We're further inland today, in the province of Hunan. Hunan produces many types of tea, but this visit is focusing on Fu Cha, which you may have heard referred to as "Dark Tea." Fu Cha is an old variety of tea that is aged and fermented, similar to Pu'erh from Yunnan. After harvesting, the leaf is stored for 3 years before making into a finished tea. During that time, a friendly fungus- namely, a form of aspergillus - develops on the leaf, creating an even healthier cup of tea (think of yogurt and other healthy cultured/fermented things and you get the idea). The locals refer to the fungus as the "Golden Flowers" (it's scientifically known as Eurotium cristatum) and you can see them under a microscope. The color is a beautiful, clear golden brown and the aroma and flavor much more delicate than many Pu'erh teas. It doesn't have the intense, earthy and pungent depth of Pu'erh, which for some palates is a very good thing.
This tea used to only be produced in the summer. It was called Fu Cha, in fact, because 'Fu' came from Fu Tian - the Dog Days of Summer. However, thanks to modern technology - air conditioning, climate control, humidity monitors, etc - Fu Cha can be produced anytime... and it gets to keep the cute name.
After enjoying a few cups of tea with the factory owners, we tour an interesting Fu Cha tea museum of sorts - a room where very old and extremely valuable Fu Cha cakes (this tea can be both pressed into shapes or loose, just like Pu'erh) are stored.

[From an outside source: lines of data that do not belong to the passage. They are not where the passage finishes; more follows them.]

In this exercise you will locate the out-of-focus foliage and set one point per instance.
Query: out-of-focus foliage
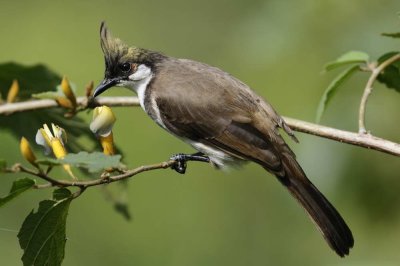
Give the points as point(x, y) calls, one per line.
point(391, 75)
point(34, 80)
point(208, 217)
point(19, 186)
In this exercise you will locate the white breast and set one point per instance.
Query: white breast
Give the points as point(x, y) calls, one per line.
point(139, 82)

One brick from 1957 is now worth $300,000!
Next, our Hunan guide - Sophia from the Hunan Tea Company - takes us to a tea garden to see the early spring production going on right now. Unlike Ti Kuan Yin, the tea here is not grown at a very high elevation. You just need to drive a few hours outside the town to get to the tea gardens. It's a beautiful place: quiet and fresh, with vibrant, mineral-rich red earth. Actually, all of what we've seen of Hunan is similar in this way; I found myself thinking of Scarlett O'Hara, declaring her love for the "red earth of Tara."
It's the mid-afternoon, but some harvesting is still going on, as it's not too hot. The spring teas are entirely hand plucked, and the pluckers are carrying small wicker baskets to put the extremely delicate leaf shoots in. You may have seen photos from India and Sri Lanka, where large leaf baskets are worn on the back; those leaves are lighter and larger, so you need a larger basket to hold them. These are tiny, dense and tender leaves, so too many in a big basket will squish them all before you can get them back to the factory.
We meet one of the farmers - Mrs. Cho - and take some photos and video amongst a plot of baby tea bushes (about one year old now), and then we're off to cup some teas.
We're at the main office for the Hunan Tea Company, which is currently the 3rd largest tea company in all of China (in sales). So, it's very well organized and just... well, huge. It's late afternoon now, but during the tea season, work continues nearly around the clock to get everything done on time. Tea leaves only spend about 7 to 10 days on the bush before harvesting; everything from harvest, to production, to cupping and blending for quality, to shipping samples to companies like Adagio happens at incredible speed during the spring and summer. We cup dozens of teas this evening, and we found some we're quite interested in. Samples to take back for further consideration are bagged up for us (No buying just yet; after all, we've got several more stops on our journey, and some regions haven't yet started their tea season!)
Finally, we head back to our hotel, and for the first time since we arrived in China, we're skipping dinner (Hunan food is amazingly good, though - super spicy!) It's been a very full day, and after nearly 13 hours in the gardens and the cupping room, we're super pooped. But it was very exciting and tomorrow, we fly back to Fujian, this time to the beautiful and bustling mountain tea region of Fuding.